Instead, Jeff Tucker, now lead vocalist, guitarist, and songwriter for Los Angeles-based alt-rock quintet Rock Kills Kid, was a socially withdrawn, barely employed, directionless 19 year old. Writing songs saved him. You can hear it all over the 11 jagged tracks he wrote for Rock Kills Kid’s debut Are You Nervous. The album’s emotional tension recalls some of the most angst-filled recordings of the late ’70s and ’80s by U2, The Cure, Joy Division and The Smiths.
“Many of the songs tackle the same theme,” Tucker says, “which is just me dealing with isolation. For several years, I was alone, alone. I didn’t go out at all. People called me ‘The Hermit.’ So I had a lot of time to reflect on who I was. That’s what our first single, ‘Paralyzed’ is about—being stuck and unable to move forward.”

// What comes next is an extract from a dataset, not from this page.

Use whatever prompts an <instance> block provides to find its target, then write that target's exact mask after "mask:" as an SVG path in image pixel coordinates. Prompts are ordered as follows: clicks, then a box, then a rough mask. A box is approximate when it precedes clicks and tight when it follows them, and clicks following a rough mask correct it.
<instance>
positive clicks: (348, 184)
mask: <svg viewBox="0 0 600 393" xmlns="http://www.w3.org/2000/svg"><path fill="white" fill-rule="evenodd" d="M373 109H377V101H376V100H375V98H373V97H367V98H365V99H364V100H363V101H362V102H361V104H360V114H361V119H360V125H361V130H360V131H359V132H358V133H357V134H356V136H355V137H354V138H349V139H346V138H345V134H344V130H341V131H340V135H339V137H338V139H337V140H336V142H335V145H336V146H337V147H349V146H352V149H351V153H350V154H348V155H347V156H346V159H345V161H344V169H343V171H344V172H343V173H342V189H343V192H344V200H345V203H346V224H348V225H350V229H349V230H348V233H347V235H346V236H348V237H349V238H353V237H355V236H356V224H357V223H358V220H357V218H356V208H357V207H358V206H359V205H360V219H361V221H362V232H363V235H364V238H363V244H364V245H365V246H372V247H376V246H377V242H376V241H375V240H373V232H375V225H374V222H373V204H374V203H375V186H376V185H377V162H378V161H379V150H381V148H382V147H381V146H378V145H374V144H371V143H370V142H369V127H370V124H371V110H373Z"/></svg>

Tucker grew up in conservative Orange County and first picked up a guitar at age 16, but it didn’t occur to him to be a musician. He graduated from high school, but says, “I wasn’t interested in anything. Or being anything.” He worked sporadically at the loading dock of his father’s printing company. Then he tried being a waiter, but “I was the worst waiter on the planet. People would ask me if I was on drugs. They’d ask me for a Coke and I’d bring them a salad.”
Eventually Tucker found the impetus to hook up with a couple of punk bands and began to write songs because no one else was. Tucker and two of his band-mates recorded a demo, which found its way into the hands of Cali indie punk label Fearless Records. Fearless signed them in 2000 and released Rock Kills Kid’s self-titled 5-song EP in early 2001. It sold respectably, but the band never toured, so Tucker found himself with a lot of time on his hands. With no money and no place to live, he began sleeping at the recording studio Fearless was paying for in Los Angeles. It had no shower, and Tucker had to clean up with BabyWipes he bought at the Sav-On drugstore across the street, but “it was better than trying to bum off my friends,” he says.
Over the next three years, Tucker barely left his illegal squat and just wrote steadily. “I didn’t have anything else to do and writing became my cushion. I got used to it. Then I got addicted to it.” By the end of 2003 Tucker had written at least 150 songs. Rock Kills Kid was still a band in name, but the line-up was in flux. Members came and went. Bassist Shawn Dailey and keyboardist Reed Calhoun were recruited from a band called Bright Life; drummer Ian Hendrickson answered an ad; and guitarist Sean Stopnik joined after his band Stairwell broke up. “Getting Stopnik was a big plus, because he’s the most responsible one in the band,” Tucker says. “We can’t tie our shoes without him.”
In February, the five members went into Hollywood Sound in Los Angeles with producer Mark Trombino (Jimmy Eat World and Blink-182) to record Are You Nervous. With its echoing, nervy guitars, driving rhythms, and new wave synths, the album slots in nicely alongside some of Rock Kills Kid’s contemporary post-punk peers, such as the Killers and Interpol. Songs like “Paralyzed,” “Hideaway,” and the dancefloor friendly “Midnight” are highly addictive, dark-edged, atmospheric tracks. Think a young Bono fronting a more raucous version of The Cure and you’re not far off.
While recording the album, Rock Kills Kid also performed several shows and eventually signed with Reprise Records in June. Once it became clear that the band were going to be touring frequently, Tucker realized his abilities on stage would be looked at closer than ever. “I asked my dad who the greatest live acts of all time were and he said ‘The Boss and U2’.” Tucker got DVDs of Bruce Springsteen and the E Street Band: Live in New York City and U2’s Elevation Tour 2001 — Live From Boston and watched them for two days straight. Taking from these two legends and adding his own spin as well, Tucker realized, “You just have to love what you’re doing and the audience feeds off that.”
Compared to his life of seclusion, connecting with audiences has been a happy adjustment for Tucker. “This is a new start for me,” he says. Hence the most hopeful track on the album, “Back To Life.” It’s the last song he wrote for Are You Nervous? and the lyrics couldn’t be more fitting. “I have waited for this day / To feel I’m fitting in. And I have longed to feel this way / To be alive again. / I came back, back to life.”
“That song is me coming out of my hole,” he says. “And it feels great.”